Bi-modulus column, a combination of two Menard techniques. The bi-modulus column technique, developed in the early 2000s, consists in topping Controlled Modulus Columns with a compacted granular material. In 2009, Menard drew up a specification and had it approved by independent technical third party. To date, Menard has successfully carried out numerous projects using the method.
Bi-modulus columns are particularly effective in cases of deep cut-off, to avoid unwanted moments in slabs on backfill or in a seismic zone. All these elements have generated exponential growth in the use of the technique since it was developed.
Controlled Modulus Columns are first installed with concrete stopping at least 1 metre above the bi-modulus interface level in order to ensure continuity. Following an initial curing period, there is a window of several hours during which the granular top is installed.
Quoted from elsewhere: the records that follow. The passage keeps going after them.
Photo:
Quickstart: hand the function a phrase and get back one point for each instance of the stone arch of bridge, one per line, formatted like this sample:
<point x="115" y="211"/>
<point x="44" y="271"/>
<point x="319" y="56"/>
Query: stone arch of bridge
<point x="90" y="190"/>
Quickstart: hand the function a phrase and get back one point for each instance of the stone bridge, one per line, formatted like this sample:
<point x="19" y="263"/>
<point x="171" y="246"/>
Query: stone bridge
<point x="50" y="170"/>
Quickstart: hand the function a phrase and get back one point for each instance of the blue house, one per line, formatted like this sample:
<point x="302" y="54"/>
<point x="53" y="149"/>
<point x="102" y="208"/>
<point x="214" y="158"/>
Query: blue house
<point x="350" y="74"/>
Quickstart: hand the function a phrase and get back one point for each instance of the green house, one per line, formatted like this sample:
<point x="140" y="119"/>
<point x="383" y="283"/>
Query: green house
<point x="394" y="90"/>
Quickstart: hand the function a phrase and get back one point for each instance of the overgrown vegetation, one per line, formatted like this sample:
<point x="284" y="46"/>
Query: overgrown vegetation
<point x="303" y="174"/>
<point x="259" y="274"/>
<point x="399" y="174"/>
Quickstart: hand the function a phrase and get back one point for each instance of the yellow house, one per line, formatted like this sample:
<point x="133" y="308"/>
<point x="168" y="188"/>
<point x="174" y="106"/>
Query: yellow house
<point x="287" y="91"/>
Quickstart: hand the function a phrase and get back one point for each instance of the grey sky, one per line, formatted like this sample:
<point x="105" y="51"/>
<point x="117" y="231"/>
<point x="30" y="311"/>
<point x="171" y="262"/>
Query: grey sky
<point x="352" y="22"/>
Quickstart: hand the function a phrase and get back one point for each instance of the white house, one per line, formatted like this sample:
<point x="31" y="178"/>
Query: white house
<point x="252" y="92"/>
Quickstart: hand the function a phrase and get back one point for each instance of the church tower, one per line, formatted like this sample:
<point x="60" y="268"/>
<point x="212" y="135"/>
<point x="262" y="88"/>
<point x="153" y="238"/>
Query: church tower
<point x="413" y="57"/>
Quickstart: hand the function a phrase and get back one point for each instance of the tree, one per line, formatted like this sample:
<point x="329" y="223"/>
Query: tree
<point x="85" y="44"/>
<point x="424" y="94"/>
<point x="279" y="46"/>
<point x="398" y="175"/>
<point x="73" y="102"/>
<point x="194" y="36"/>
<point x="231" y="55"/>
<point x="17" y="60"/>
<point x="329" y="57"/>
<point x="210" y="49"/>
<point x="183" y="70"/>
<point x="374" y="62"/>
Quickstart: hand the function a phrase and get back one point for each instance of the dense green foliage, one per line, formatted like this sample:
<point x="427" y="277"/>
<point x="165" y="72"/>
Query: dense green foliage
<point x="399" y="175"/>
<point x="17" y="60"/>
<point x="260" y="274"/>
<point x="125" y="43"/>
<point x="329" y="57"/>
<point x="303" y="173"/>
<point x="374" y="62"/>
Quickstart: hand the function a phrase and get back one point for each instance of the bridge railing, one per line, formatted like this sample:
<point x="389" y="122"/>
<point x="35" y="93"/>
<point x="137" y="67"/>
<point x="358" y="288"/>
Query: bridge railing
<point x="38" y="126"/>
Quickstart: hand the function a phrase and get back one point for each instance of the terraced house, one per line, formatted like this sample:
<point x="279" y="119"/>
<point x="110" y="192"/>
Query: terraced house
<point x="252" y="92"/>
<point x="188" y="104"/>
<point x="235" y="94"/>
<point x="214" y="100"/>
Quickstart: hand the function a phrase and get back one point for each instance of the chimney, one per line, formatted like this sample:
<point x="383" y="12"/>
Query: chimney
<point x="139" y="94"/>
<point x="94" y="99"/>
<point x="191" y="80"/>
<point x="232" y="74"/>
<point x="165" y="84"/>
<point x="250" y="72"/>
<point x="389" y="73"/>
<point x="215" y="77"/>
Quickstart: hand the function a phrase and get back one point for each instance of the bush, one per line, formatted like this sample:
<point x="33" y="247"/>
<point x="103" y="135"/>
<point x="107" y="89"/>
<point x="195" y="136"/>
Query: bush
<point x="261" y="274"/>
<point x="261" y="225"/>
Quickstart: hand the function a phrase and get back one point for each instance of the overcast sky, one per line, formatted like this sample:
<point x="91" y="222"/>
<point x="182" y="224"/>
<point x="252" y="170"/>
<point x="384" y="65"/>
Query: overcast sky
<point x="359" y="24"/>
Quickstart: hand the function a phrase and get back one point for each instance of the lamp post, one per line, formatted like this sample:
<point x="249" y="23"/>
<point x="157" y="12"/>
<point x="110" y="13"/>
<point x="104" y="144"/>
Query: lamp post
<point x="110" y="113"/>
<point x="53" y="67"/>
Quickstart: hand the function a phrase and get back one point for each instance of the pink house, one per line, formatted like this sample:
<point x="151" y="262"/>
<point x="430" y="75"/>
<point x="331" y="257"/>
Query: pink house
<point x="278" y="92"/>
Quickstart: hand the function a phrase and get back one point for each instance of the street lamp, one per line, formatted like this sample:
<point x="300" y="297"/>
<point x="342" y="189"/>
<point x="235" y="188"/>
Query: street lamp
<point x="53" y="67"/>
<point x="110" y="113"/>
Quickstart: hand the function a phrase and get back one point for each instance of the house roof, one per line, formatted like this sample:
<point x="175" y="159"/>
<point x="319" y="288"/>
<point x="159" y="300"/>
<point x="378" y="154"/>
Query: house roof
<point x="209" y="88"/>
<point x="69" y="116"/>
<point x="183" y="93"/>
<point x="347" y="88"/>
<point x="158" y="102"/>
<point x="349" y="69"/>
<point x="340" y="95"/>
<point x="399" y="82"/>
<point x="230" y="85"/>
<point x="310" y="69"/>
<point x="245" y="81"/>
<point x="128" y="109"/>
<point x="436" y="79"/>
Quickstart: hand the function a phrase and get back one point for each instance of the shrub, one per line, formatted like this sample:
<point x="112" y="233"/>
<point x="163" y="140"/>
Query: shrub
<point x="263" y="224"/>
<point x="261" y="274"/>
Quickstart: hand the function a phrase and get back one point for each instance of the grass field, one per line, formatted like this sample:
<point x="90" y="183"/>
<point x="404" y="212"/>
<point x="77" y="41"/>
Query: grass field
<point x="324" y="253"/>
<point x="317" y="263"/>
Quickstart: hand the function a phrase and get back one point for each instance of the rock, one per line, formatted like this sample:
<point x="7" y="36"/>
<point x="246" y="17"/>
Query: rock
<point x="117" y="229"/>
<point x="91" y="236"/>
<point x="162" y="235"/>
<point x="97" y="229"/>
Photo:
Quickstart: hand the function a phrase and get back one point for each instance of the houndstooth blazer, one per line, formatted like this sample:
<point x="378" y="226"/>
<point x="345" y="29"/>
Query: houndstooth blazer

It is formed by a stone column interpenetrated into the Controlled Modulus Columns head with a height of at least 50 cm over the top of the Controlled Modulus Columns.
Bi-Modulus Columns (BMC) are vertical ground improvement elements composed of a rigid inclusion topped with a compacted granular column. BMC combine the advantages of Stone Columns and Controlled Modulus Columns™ (CMC), so the upper soil is not over-stiffened and is more compliant in areas with high seismicity, the thickness of the Load Transfer Platform (LTP) required for rigid inclusions is reduced, and there is no risk of column buckling or bulging in deeper weak soils. The use of BMC creates a more robust system — the upper granular part improving the load transfer mechanism and stress distribution from the structure or building to the rigid inclusion. This cost-effective technique optimizes the thickness of the LTP between the structure and inclusions.